Here are a few examples.
Corporations have such powers, and such only, as the act creating them confers; and are confined to the exercise of those expressly granted, and such incidental powers as are necessary for the purpose of carrying into effect powers specfically conferred. In no state of the Union have these principles been adhered to with more unyielding tenacity than in this.
Elias Straus and Brother v. The Eagle Insurance Company of Cincinnait, 5 OS 60 (1855)
Corporate existence, and the right to exercise the power of eminent domain, can only be derived from legislative enactment.
Atkinson v. Marietta & C.R. Co., 15 OS 21 (1864)
In granting corporate franchises, a state has reserved to itself the right to enact police laws necessary to secure the lives and property of its citizens. These corporations owe their existence and the right to exercise their franchises and privileges to the principle that the state may employ such agencies as it may deem proper to promote the public welfare.
Lake Shore & M.S.R. Co. v. Cincinnati, S. & C.R. Co., 30 OS 604 (1876)
The corporation has received vitality from the state; it continues during its existence to be the creature of the state; must live subservient to its laws, and has such powers and franchises as those laws have bestowed upon it, and none others. As the state was not bound to create it in the first place, it is not bound to maintain it, after having done so, if it violates the laws or public policy of the state, or misuses its franchises to oppress the citizens thereof.

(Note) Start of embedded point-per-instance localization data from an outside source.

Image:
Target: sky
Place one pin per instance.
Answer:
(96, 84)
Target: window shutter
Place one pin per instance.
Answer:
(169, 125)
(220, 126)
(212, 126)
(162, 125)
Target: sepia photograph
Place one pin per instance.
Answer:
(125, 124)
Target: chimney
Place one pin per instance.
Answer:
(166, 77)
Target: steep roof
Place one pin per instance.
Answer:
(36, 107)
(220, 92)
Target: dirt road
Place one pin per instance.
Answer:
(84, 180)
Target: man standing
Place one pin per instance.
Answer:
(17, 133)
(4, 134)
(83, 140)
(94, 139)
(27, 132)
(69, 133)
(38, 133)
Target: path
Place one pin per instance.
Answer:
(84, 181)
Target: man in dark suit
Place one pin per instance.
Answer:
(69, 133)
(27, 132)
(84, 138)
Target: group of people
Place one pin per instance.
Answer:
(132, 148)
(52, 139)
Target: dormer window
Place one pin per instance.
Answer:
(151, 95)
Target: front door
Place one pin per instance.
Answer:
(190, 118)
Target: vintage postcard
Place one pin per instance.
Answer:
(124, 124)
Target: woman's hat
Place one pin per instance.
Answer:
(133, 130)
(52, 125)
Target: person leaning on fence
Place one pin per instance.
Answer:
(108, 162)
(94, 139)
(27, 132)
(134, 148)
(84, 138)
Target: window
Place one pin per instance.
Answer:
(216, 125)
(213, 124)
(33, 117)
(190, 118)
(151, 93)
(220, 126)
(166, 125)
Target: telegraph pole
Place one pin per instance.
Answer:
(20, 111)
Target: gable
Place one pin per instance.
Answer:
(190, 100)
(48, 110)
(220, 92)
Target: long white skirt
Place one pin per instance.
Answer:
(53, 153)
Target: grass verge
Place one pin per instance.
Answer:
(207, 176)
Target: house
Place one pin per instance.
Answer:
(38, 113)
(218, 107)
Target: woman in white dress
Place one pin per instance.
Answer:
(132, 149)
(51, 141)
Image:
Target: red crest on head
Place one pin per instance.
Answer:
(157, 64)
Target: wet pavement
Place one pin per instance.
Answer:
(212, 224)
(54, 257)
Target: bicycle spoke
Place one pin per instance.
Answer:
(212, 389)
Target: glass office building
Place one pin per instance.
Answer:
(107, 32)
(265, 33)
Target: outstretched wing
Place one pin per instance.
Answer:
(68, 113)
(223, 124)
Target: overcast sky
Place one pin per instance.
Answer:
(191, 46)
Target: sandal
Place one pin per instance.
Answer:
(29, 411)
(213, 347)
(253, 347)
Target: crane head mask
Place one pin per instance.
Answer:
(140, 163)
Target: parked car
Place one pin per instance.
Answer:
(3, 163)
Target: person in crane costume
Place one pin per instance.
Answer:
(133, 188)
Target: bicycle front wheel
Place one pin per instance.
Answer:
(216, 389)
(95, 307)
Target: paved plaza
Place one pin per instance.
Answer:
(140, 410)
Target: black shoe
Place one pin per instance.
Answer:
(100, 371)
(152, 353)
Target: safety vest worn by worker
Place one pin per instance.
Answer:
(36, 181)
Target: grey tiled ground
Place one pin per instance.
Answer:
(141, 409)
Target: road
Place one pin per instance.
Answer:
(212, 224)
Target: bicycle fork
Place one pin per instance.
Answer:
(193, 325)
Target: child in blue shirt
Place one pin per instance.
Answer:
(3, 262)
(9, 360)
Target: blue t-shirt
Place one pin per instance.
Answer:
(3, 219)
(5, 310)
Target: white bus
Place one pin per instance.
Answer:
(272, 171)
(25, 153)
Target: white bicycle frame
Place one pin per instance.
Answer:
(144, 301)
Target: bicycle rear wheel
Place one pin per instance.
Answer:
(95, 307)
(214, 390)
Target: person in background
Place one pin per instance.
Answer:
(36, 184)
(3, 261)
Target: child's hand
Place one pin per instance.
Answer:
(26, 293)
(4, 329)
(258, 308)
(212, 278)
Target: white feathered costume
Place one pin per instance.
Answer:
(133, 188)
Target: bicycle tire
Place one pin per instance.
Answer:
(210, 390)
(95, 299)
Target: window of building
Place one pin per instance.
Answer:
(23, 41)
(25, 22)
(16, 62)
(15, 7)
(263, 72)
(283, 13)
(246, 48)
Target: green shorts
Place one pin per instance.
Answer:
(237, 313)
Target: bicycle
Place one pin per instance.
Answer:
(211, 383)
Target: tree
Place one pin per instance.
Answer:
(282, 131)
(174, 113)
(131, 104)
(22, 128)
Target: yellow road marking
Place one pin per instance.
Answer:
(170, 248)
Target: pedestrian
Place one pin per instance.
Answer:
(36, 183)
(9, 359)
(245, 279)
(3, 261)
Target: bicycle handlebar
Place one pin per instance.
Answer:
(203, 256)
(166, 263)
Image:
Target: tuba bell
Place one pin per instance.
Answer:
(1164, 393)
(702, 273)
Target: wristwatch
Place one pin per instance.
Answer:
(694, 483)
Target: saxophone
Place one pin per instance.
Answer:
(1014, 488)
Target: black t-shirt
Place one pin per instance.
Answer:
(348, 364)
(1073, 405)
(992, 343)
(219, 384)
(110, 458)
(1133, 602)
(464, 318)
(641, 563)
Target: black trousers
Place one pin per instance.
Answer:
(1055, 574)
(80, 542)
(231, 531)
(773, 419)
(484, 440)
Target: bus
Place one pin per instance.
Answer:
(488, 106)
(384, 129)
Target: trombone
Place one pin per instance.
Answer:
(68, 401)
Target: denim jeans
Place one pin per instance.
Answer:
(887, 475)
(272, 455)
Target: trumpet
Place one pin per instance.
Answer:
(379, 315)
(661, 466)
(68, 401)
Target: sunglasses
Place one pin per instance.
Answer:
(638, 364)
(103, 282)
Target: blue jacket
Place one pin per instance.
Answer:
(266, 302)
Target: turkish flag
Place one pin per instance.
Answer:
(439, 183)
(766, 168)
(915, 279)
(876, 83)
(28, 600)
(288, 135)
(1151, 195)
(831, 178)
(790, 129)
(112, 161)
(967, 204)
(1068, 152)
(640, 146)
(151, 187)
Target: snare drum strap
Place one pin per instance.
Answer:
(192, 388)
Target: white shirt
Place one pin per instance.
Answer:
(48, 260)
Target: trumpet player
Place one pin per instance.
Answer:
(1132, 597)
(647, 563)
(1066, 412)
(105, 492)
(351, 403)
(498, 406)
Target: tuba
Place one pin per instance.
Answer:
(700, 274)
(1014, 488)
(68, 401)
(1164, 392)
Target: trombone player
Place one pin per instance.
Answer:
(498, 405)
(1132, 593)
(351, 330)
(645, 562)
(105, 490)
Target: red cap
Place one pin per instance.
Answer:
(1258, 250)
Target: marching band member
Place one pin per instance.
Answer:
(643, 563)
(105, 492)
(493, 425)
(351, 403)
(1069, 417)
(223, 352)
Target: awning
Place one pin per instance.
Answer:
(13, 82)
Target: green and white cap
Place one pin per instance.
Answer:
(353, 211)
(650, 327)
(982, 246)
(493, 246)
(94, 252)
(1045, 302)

The State ex rel. v. The C.N.O. & T.P. Ry. Co., The State ex rel. v. The C.W. & B. Ry. Co., 47 OS 130 (1890)
The only absolutely essential attribute of a corporation is the capacity to exist and act within the powers granted, as a legal entity, apart from the individual or individuals who constitute its members.Andrews Bros. Co. v. Coke Co., 10 Ohio F. Dec. 306 (1898)
When a corporation asserts that it is clothed with a given power, the burden rests upoin it to show whence such power and rights are derived.